Lamb’s take on repression of homosexuals in Zimbabwe is instructive of this sort of idiocy,

Other reports have reached this country that Mugabe was beating, jailing even killing homosexuals. Across the board, people said that was ridiculous. Mugabe had said some negative things, but basically in African society they declare that you can be what you want to be, however you just can’t do what you want to do in public, whether you’re hetero- or homosexual.

Mugabe said negative things? He gave a speech in which he said gays were “worse than pigs and dogs . . . a scourge planted by the white man on a pure continent.” Mugabe went on to urge Zimbabwe’s media to take up the fight against homosexuals by exposing their activities. The government-owned The Herald ran ads proclaiming that called for a “crusade” against homosexuals claming that “God commands the death of sexual perverts.” Male homosexuality is a crime in Zimbabwe punishable by up to eight years in jail (lesbianism is technically not illegal, but lesbians are arrested and charged on other offenses).

And just when you think things can’t get worse, Lamb and her fellow apologists just keep getting nuttier. Mugabe has arrested, tortured and sometimes killed his opponents. He’s used gangs of supporters to intimidate voters and denies food aid to those he thinks side with the MDC. But who are we to judge him — after all, the United States didn’t hold a presidential election until 1789!!! Lamb writes,

One of the things all 4 elected officials saw was the double standard this country uses in judging Zimbabwe and its history, and our own. They won their freedom in 1979 and had their first election in 1980, just one year after. “But,” said Powell, “this nation took 13 years just to have an election for president. We had General George Washington running the country from 1776 until 1789 when he was first elected.”

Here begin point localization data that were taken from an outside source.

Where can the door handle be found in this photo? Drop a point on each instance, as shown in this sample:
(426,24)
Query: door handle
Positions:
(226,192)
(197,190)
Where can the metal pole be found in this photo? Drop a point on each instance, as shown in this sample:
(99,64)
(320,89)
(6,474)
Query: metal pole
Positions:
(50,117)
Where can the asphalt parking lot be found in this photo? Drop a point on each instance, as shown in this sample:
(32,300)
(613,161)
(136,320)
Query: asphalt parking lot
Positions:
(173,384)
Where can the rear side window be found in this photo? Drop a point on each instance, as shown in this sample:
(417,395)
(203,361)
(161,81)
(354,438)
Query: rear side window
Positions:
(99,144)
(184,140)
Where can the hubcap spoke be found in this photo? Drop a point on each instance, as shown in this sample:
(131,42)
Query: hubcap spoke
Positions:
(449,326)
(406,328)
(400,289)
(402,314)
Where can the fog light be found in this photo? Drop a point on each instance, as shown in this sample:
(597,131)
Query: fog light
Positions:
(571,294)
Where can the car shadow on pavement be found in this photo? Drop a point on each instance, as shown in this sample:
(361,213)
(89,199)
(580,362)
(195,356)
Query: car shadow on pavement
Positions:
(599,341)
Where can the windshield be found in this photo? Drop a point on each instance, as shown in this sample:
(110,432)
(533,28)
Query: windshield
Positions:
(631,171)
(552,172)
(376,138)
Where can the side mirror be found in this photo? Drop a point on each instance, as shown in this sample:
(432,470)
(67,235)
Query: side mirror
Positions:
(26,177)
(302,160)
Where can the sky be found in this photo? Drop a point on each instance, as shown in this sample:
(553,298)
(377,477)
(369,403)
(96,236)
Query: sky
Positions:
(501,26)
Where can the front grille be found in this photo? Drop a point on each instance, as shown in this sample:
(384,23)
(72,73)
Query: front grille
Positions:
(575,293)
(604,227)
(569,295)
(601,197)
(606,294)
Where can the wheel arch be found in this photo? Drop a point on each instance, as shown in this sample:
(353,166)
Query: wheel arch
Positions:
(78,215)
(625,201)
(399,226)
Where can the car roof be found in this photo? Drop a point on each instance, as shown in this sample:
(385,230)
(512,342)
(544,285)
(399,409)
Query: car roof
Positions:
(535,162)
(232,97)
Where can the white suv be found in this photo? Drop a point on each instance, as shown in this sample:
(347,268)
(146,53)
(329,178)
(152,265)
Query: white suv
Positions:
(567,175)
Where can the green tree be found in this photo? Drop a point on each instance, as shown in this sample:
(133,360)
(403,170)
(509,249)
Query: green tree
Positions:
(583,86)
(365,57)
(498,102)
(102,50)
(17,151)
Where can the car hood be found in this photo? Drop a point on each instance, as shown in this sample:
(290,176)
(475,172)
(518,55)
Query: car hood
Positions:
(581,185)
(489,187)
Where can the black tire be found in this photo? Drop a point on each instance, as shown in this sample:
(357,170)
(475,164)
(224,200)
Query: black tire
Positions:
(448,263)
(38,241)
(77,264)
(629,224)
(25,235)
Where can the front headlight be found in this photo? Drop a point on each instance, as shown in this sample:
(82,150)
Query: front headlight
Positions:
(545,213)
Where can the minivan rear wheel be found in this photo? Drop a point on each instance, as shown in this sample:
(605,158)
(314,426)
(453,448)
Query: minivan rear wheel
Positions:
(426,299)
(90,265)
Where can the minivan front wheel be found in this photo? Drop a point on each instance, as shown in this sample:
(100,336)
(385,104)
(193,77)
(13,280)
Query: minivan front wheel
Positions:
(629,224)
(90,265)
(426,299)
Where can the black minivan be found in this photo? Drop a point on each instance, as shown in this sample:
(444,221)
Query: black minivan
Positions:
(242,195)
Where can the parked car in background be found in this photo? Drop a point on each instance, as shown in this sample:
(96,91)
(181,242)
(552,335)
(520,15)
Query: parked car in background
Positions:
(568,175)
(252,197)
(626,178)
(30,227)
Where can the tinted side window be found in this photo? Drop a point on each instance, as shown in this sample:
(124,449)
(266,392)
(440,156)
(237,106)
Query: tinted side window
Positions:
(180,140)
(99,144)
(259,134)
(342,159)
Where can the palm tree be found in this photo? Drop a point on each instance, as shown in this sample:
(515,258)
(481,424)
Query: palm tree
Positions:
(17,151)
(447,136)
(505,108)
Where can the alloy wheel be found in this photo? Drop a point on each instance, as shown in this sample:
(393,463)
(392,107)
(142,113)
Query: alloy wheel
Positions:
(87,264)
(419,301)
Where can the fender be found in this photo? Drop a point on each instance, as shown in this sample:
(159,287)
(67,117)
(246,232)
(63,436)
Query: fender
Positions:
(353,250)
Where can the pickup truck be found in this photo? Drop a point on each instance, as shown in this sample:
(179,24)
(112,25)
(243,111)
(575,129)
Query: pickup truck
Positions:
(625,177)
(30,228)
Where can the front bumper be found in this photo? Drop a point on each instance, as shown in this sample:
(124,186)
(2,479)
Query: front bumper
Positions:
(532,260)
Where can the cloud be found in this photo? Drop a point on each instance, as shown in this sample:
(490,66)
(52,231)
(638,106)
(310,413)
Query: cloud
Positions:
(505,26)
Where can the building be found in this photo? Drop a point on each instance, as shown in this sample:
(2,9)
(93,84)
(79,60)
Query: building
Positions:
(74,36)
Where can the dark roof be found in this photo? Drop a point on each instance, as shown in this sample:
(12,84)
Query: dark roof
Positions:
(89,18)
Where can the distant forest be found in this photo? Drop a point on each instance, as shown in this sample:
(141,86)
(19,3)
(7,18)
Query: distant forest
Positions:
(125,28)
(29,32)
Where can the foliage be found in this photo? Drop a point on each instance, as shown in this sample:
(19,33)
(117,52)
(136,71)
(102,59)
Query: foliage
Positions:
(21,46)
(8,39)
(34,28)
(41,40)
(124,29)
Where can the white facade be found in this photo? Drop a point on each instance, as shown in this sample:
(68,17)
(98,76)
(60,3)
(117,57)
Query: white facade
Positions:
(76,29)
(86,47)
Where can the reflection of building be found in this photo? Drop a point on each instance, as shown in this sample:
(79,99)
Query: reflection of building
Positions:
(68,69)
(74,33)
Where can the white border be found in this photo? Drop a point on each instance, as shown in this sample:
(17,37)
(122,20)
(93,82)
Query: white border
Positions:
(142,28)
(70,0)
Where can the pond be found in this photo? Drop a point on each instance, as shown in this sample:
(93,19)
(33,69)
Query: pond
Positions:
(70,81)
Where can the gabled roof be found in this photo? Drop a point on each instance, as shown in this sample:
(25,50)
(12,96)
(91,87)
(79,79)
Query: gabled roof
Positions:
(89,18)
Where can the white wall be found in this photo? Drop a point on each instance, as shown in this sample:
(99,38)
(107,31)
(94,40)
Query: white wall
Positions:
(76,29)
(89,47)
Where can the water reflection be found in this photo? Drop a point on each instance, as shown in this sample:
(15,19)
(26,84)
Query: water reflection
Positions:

What an idiot. Prior to the ratification of the United States, of course, the country was governed by the Congress of the United States as laid out quite clearly in the Articles of Confederation which was agreed to in 1777 and ratified in force in 1781. Powell also seems unaware that Washington resigned as commander-in-chief of the Continental Army in 1783.

Well, he doesn’t know anything about Zimbabwe, why should we expect him to know anything about his own country?

Sources:

Elected Officials Take Fact-Finding Trip To Zimbabwe. Donna Lamb, The Black World Today, November 7, 2002.

African American Group Disputes Mugabe’s Claims On Land Reform. Mthulisi Mathuthu, Zimbabwe Independent (Harare), November 15, 2002.

Homosexual and hated in Zimbabwe. The BBC, August 12, 1998.